James O. Prochaska, Director of the Cancer Prevention Research Center at the University of Rhode Island, next argued that much social marketing work to date dealing with problem behaviors has had very limited success. He suggested that, as a result, there is now a paradigm shift from an action paradigm to a stage paradigm for behavior change. The stage model, which he and his colleagues have spent several years developing, involves progression through five stages: precontemplation, contemplation, preparation, action and maintenance. Different processes of change are used to progress through each of these stages. Applications of the model demonstrate how stage-based social marketing procedures have increased participation rates from 1 to 5% of eligible subjects in action programs to 65 to 75% with stage-matched programs. The model's application to issues of program retention, resistance, relapse, and recovery from high risk behaviors was described.

Martin Fishbein, University of Illinois and Centers for Disease Control and Prevention, next described the development of theory-based community interventions to reduce AIDS risk behaviors by the CDC's AIDS community intervention demonstration project. This intervention is in five urban areas and is designed to increase condom use in a number of ethnically-diverse, high risk populations: men who have sex with men but who do not identify themselves as gay, intravenous drug users (IDUs), female sex partners of IDUs, prostitutes, and street youth. Dr. Fishbein's paper provided an overview of this project and data demonstrating the validity of the theory underlying the interventions.
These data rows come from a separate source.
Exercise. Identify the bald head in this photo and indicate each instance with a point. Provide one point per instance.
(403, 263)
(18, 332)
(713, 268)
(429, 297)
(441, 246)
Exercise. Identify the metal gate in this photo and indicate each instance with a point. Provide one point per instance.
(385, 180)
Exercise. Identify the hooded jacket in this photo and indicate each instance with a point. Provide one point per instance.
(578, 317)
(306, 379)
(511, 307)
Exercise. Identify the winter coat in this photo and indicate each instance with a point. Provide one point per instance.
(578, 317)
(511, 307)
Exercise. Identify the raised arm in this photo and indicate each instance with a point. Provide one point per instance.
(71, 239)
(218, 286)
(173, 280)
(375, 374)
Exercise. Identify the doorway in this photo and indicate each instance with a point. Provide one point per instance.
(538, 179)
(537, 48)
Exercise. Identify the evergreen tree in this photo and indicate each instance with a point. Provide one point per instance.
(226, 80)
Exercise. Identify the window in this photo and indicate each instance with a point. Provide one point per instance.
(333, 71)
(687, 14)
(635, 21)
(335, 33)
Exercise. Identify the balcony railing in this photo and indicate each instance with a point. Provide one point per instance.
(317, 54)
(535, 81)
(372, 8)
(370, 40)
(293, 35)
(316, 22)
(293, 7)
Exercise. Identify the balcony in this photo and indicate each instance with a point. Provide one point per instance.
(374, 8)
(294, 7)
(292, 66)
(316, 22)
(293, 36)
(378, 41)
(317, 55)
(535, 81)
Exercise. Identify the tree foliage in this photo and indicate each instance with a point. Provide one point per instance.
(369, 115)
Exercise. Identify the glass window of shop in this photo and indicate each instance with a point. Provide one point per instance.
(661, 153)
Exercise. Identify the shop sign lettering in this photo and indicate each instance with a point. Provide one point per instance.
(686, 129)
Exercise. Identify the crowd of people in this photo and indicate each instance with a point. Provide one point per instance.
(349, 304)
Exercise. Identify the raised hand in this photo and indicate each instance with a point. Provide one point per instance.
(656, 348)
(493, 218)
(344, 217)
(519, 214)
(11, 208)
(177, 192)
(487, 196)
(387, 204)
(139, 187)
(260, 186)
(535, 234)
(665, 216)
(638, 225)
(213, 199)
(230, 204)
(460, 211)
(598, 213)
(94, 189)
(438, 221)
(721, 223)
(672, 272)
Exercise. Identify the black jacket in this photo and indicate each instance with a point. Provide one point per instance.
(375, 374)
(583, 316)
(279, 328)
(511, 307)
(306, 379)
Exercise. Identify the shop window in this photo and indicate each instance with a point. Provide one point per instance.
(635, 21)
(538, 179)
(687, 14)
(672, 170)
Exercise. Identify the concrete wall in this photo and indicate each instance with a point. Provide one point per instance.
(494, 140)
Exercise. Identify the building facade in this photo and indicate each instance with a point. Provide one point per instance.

The final paper was presented by Robert Hornik of the Annenberg School of Communications, University of Pennsylvania. Dr. Hornik described in detail many of the lessons learned from ten HEALTHCOM projects in eight countries. The sixteen interventions (some sites included more than one topic) addressed a variety of child survival related practices, most often the use of oral rehydration therapy and vaccinations. Paired before-after surveys of large representative samples of caretakers of young children were undertaken, supplemented in some sites by time series or control area data. Overall, nine of the sixteen evaluated outcomes indicated substantial success, with absolute increases of 12-24% of the population doing recommended behaviors. There is credible evidence that observed changes were the result of the communications interventions.

The paper also considered why some programs were successful and others were not. Both cross-site evidence and evidence from individual programs support four broad explanations for relative success: (1) ensuring that health communication programs fit with opportunities to put the recommendations into practice: program success was constrained by limitations in complementary delivery of health services; (2) choosing channels that reach audiences; programs were more most successful when they reached 60% or more of the population with their messages which was easiest to do with mass media channels; (3) choosing specific messages that are relevant to the behavior, and (4) building an agency capable of creating a coherent health communication system rather than just producing educational materials. The HEALTHCOM project has shown the possibility of doing large scale social marketing in developing countries effectively, reaching much of the target population and achieving substantial behavior change.